Hey Canada, meet Paul “much more” Martin:
He wants to do much more, it will surely cost much more, and taxpayers deserve much more detail

Ottawa - Tuesday, April 29, 2003 - by: Walter Robinson, Federal Director, Canadian Taxpayers Federation


What a difference a weekend makes. Leading Liberal leadership contender Paul Martin emerged from the depths of invisibility to leap onto the front pages of our newspapers and pop up on several public affairs shows in a scant 48 hours. He was discussing his plans for Canada when — er, um should — he become Prime Minister. Several media outlets noted that Mr. Martin wants to lead a “much more” activist government.

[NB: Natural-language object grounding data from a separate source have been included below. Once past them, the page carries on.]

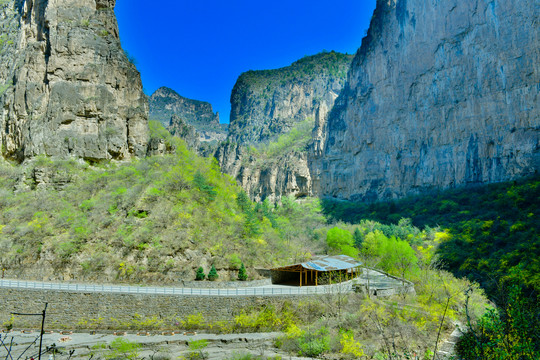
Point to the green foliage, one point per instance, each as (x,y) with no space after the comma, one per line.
(242,273)
(212,274)
(341,242)
(146,210)
(512,332)
(493,230)
(200,275)
(207,189)
(123,348)
(313,344)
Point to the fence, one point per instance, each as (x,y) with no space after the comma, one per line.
(119,289)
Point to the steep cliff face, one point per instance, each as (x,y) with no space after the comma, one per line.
(179,127)
(265,104)
(441,94)
(67,88)
(166,103)
(279,108)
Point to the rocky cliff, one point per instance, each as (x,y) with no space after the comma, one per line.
(274,109)
(441,94)
(179,127)
(265,104)
(66,86)
(166,103)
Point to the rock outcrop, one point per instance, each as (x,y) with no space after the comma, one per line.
(180,128)
(280,106)
(66,86)
(441,94)
(165,103)
(265,104)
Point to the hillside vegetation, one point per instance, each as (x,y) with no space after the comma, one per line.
(157,218)
(493,230)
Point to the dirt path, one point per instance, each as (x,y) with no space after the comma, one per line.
(162,347)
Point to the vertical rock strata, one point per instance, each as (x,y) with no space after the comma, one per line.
(270,103)
(441,94)
(68,87)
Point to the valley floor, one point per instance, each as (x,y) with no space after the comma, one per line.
(154,346)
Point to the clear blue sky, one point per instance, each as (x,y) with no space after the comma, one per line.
(200,47)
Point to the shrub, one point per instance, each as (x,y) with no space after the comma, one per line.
(200,274)
(242,274)
(314,344)
(213,275)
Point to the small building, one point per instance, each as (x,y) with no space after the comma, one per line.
(321,269)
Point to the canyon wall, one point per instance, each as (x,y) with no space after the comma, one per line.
(441,94)
(266,107)
(66,86)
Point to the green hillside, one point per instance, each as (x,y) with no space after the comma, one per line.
(494,229)
(152,219)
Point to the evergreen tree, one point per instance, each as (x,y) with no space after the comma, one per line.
(242,274)
(200,274)
(358,238)
(243,201)
(213,275)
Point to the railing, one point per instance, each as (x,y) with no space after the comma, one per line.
(258,291)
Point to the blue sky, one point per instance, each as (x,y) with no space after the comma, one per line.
(199,48)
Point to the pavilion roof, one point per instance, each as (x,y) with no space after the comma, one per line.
(324,263)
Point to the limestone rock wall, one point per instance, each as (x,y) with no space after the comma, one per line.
(441,94)
(69,89)
(166,103)
(267,179)
(270,103)
(267,103)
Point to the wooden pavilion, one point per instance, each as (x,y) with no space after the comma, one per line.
(310,273)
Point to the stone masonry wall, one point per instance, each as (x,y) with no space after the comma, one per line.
(66,309)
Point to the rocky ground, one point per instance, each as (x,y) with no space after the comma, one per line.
(152,346)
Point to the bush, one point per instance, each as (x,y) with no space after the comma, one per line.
(213,275)
(314,344)
(242,274)
(200,274)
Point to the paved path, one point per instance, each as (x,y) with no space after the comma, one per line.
(377,279)
(84,345)
(267,290)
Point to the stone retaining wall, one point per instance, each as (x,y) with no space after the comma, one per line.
(66,309)
(225,284)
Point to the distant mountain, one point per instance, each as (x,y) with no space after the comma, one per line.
(268,103)
(273,117)
(166,103)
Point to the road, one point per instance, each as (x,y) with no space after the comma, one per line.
(378,280)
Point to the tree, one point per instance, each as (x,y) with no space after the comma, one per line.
(242,274)
(243,202)
(213,275)
(200,274)
(358,238)
(341,241)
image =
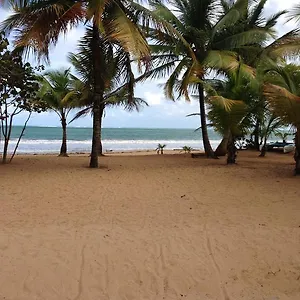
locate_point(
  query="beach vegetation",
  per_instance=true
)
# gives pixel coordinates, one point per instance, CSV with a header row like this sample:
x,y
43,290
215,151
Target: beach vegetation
x,y
18,94
119,79
282,92
59,91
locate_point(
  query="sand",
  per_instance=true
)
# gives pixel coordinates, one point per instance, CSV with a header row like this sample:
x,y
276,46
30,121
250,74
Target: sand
x,y
150,227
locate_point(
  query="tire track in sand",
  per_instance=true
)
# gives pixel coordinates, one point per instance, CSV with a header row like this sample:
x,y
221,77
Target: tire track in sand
x,y
215,264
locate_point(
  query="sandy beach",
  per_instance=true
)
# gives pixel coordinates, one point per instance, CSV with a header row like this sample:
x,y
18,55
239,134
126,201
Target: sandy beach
x,y
150,227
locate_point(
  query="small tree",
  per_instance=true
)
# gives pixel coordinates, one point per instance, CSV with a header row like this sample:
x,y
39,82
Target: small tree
x,y
284,99
270,124
18,93
59,93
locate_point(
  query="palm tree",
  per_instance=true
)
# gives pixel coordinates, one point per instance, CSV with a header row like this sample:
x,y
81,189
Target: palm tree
x,y
227,111
57,91
269,125
160,148
37,24
212,29
282,92
118,77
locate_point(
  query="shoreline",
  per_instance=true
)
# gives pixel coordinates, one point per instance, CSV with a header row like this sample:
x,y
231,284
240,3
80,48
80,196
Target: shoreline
x,y
149,227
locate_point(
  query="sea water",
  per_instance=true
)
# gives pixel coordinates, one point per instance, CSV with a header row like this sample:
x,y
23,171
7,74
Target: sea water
x,y
48,139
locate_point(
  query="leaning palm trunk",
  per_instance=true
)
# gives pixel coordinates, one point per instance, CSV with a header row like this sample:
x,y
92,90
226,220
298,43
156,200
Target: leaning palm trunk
x,y
231,150
222,148
63,148
101,117
256,135
207,147
297,152
97,97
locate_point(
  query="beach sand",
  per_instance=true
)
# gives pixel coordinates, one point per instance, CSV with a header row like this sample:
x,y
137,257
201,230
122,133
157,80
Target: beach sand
x,y
150,227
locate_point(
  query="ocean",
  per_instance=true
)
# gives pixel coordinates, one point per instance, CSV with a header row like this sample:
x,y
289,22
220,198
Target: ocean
x,y
48,139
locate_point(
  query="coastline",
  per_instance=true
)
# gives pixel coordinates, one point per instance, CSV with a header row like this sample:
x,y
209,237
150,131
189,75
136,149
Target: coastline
x,y
148,226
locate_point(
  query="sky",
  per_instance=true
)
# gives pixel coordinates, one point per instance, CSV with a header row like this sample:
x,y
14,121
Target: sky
x,y
161,112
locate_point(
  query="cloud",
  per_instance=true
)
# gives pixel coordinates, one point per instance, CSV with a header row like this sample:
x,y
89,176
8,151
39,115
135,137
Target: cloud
x,y
161,112
153,98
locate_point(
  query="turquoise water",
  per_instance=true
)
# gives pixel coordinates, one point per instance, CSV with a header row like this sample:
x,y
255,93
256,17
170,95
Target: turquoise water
x,y
48,139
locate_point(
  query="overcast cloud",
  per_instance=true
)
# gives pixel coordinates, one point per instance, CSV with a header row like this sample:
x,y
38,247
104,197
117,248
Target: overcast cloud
x,y
161,113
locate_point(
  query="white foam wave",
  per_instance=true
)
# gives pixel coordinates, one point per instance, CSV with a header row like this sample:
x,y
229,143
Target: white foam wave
x,y
53,146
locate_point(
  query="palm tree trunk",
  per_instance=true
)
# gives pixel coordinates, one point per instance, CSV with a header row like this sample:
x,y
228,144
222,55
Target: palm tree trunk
x,y
297,152
63,148
207,146
263,150
256,135
5,148
222,148
231,154
97,97
101,117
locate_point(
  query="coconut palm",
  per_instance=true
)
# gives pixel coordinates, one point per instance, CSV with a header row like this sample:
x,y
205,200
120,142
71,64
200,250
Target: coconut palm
x,y
119,79
60,95
227,113
282,135
282,92
269,125
213,29
37,24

Mr. Martin was admittedly smooth in handling most questions thrown his way. Sadly his answers on issues ranging from health care waiting lists to strained Canada-U.S. relations to the environment to the urban agenda were peppered with platitudes and outright vagueness.

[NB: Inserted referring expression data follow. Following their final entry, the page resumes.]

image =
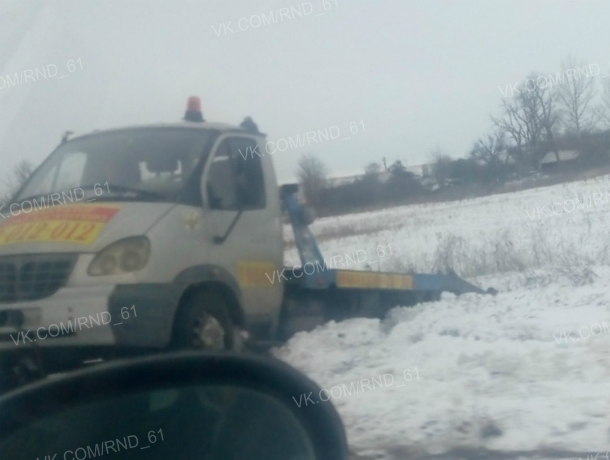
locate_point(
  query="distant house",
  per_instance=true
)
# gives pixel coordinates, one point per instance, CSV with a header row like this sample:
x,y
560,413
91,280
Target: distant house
x,y
562,160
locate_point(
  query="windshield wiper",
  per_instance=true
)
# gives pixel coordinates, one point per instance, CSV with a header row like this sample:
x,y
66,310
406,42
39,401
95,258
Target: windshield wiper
x,y
122,190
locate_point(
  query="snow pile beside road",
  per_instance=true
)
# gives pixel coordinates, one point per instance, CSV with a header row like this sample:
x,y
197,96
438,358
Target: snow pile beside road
x,y
500,373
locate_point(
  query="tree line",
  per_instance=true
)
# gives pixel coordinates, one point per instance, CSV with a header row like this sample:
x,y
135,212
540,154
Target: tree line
x,y
548,113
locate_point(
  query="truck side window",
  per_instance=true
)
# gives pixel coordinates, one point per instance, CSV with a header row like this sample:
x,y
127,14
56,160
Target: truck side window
x,y
221,186
248,172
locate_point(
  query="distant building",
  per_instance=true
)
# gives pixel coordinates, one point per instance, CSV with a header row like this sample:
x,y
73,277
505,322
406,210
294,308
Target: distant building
x,y
562,160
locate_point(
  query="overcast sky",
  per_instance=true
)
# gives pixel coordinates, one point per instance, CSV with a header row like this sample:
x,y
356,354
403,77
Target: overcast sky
x,y
411,75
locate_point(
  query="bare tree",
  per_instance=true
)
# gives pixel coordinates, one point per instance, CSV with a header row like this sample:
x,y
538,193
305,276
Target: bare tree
x,y
21,172
441,167
490,150
529,120
603,110
312,176
372,168
575,97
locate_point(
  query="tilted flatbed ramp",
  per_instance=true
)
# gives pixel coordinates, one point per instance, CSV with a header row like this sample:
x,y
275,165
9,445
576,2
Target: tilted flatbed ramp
x,y
344,294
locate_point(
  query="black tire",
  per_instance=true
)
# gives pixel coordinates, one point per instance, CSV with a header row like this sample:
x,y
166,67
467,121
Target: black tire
x,y
203,314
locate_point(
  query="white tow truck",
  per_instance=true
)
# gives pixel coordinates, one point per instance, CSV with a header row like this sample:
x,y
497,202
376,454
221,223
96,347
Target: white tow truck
x,y
167,236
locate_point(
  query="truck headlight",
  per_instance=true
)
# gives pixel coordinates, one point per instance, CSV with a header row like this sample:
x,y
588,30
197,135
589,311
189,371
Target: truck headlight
x,y
124,256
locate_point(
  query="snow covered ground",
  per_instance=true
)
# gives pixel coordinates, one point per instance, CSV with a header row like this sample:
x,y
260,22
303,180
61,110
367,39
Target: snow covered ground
x,y
526,370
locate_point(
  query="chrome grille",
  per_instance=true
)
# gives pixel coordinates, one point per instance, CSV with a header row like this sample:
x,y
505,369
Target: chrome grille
x,y
29,277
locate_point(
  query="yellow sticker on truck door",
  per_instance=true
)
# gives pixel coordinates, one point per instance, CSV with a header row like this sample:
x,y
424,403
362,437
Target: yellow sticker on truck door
x,y
80,224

Consider this gem from Mr. Martin:
“I want to lead a government with a renewed sense of purpose and a sharper focus and a clearer plan. A government unafraid to change, a government that is eager to turn the page and a government that wants to look to the future.”
How about just saying I love mom, apple pie and live by the golden rule? This passage could be mouthed by any person who has or ever will run for office.




As for the Chrétien government, Mr. Martin noted:
“But in recent times a kind of complacency, a certain drift, has set in.”
True? Yes. Earth shattering? No. At least we know that Mr. Martin has a compelling grasp of the patently obvious.




Of course it wasn’t all bad, Mr. Martin did let a few policy positions slip out — much to the chagrin of his legion of handlers. He was correct in acknowledging Canada’s diminished influence on the world stage. What he failed to tell the audience was that the cumulative effect of his budget decisions as Finance Minister through military cuts and other decisions have partly contributed to this diminishment.




He also failed to note his silent and acquiescent place at the federal Cabinet table as Jean Chretien invoked closure on decisive public policy debates much more than any other Prime Minister in Canadian history.




On tax cuts, Mr. Martin stated his preference for reducing income taxes over cuts to the GST. Good, but how, when and by how much? Taxpayers deserve much more detail from much more Paul.




Mr. Martin wants to do much more for low-income Canadians and the elderly. Who doesn’t? But how? Does this mean much more via income redistribution schemes? Or will Mr. Martin — to tear a page from his book — turn the page and let Canadians keep much more of their hard earned wages to begin with.



how about

This is exactly what the Canadian Taxpayers Federation is after with its proposal to raise the basic personal exemption and spousal exemption to $15,000 (from their current levels of $7,756 and $6,586 respectively) by 2008. This would cost the treasury $4.4 billion annually and be much more fair to lower-income Canadians. It would also ensure that much more Canadians (2.1 million), would be removed from federal tax rolls.




Mr. Martin wants to improve federal support for urban centres. Sounds good, but how much more support does much more Paul want to give? Perhaps he should look much more at the Canadian Taxpayers Federation Municipal Roadway Trust model that would devote much more of the annual almost $5 billion gas tax haul by Ottawa. Details from much more Paul on this question would be much more beneficial for cities and taxpayers alike.




It is probable that Mr. Martin will win the Liberal leadership, much more so than Sheila Copps or John Manley. But much more Paul needs to be much more forthcoming about his vision, and its cost, for taxpayers. Hopefully his next town-hall gig will provide much more in the form of detail. If he needs inspiration, rumour has it the studios of Much More Music are available.